In this tandem we use advanced live imaging techniques, such as two-photon microscopy, to increase knowledge of underlying molecular mechanisms in kidney diseases. Our aim is to identify new targets for therapeutic intervention in diseases where treatment options are currently limited.
To use state of the art imaging techniques in rodent models and patients 1) to investigate kidney function (GFR, RBF, metabolism, structure); 2) to get novel insights into molecular mechanisms of kidney diseases; and 3) to evaluate new therapeutic modalities.

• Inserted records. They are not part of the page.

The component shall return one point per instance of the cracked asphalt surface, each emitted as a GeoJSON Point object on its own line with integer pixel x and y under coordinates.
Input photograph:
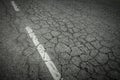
{"type": "Point", "coordinates": [81, 36]}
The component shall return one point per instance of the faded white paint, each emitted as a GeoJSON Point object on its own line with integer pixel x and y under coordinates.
{"type": "Point", "coordinates": [15, 6]}
{"type": "Point", "coordinates": [49, 63]}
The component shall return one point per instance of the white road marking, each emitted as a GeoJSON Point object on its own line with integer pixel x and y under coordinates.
{"type": "Point", "coordinates": [50, 65]}
{"type": "Point", "coordinates": [15, 6]}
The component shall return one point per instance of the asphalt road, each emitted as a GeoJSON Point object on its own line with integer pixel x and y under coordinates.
{"type": "Point", "coordinates": [82, 37]}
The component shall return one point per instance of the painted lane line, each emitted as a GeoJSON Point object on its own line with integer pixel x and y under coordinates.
{"type": "Point", "coordinates": [15, 6]}
{"type": "Point", "coordinates": [49, 63]}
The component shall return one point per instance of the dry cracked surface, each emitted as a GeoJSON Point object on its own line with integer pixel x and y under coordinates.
{"type": "Point", "coordinates": [81, 37]}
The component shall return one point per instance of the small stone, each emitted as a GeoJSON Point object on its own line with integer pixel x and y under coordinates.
{"type": "Point", "coordinates": [48, 36]}
{"type": "Point", "coordinates": [84, 57]}
{"type": "Point", "coordinates": [55, 33]}
{"type": "Point", "coordinates": [75, 51]}
{"type": "Point", "coordinates": [76, 61]}
{"type": "Point", "coordinates": [76, 34]}
{"type": "Point", "coordinates": [105, 50]}
{"type": "Point", "coordinates": [96, 44]}
{"type": "Point", "coordinates": [102, 58]}
{"type": "Point", "coordinates": [90, 38]}
{"type": "Point", "coordinates": [54, 40]}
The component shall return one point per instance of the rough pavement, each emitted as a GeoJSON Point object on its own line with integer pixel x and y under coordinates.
{"type": "Point", "coordinates": [82, 38]}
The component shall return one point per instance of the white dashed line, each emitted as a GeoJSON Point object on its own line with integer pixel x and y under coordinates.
{"type": "Point", "coordinates": [50, 65]}
{"type": "Point", "coordinates": [15, 6]}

i) Tissue hypoxia and fibrosis are hallmarks of progression in chronic kidney disease (CKD). However, their CKD stage specific expression and interplay are not well defined. We will assess tissue oxygenation and fibrosis in relevant CKD mouse models and in CKD stage 1 to 5 patients using BOLD MRI. This approach will be used to evaluate potential protective effects of pharmacological compounds that influence tissue oxygenation and fibrosis. ii) Congenital and acquired dysfunction of renal proximal tubules (renal Fanconi syndrome, RFS) is associated with life-threatening metabolic complications in children and adults, with increased risk of developing CKD. The nature and sequence of events leading to the proximal tubule cell dysfunction is poorly defined. We will use PET, SPECT, fMRI and develop twophoton imaging in mouse models and patients to investigate the changes in filtration, secretion and reabsorption processes as well as the metabolic defects (glucose metabolism, reactive oxygen species production, mitochondrial function and structure) associated with RFS. iii) Autosomal dominant polycystic kidney disease (ADPKD) is characterized by progressive cystogenesis in both kidneys, leading to CKD and renal failure. Six million patients worldwide are affected and there is no treatment. Preliminary CT studies have indicated that loss of an intermediate non-cystic compartment of ADPKD kidneys predicts functional decline. However, this compartment is still ill-defined. We will use MRI to characterize this specific kidney compartment in mouse and rat models for ADPKD and evaluate its clinical relevance in our ADPKD cohort. Since disease progression in ADPKD is associated with abnormal osmoregulation and vasopressin signaling, we will assess the water balance and sodium distribution status of ADPKD mouse models and patients using Na23 MR imaging.
Molecular imaging techniques used:
MRI, BOLD-MRI, CT, Two-photon microscopy, SPECT, PET-MRI, Na23 MR.
Added value of KFSP for this specific tandem project:
Molecular imaging is a understudied area in research and care of kidney diseases. The project will allow knowledge and technology transfer from the advanced fields imaging. Established and well-documented mouse and rat models for kidney diseases and cohorts of patients (CKD, ADPKD, patients with inherited kidney diseases) are available.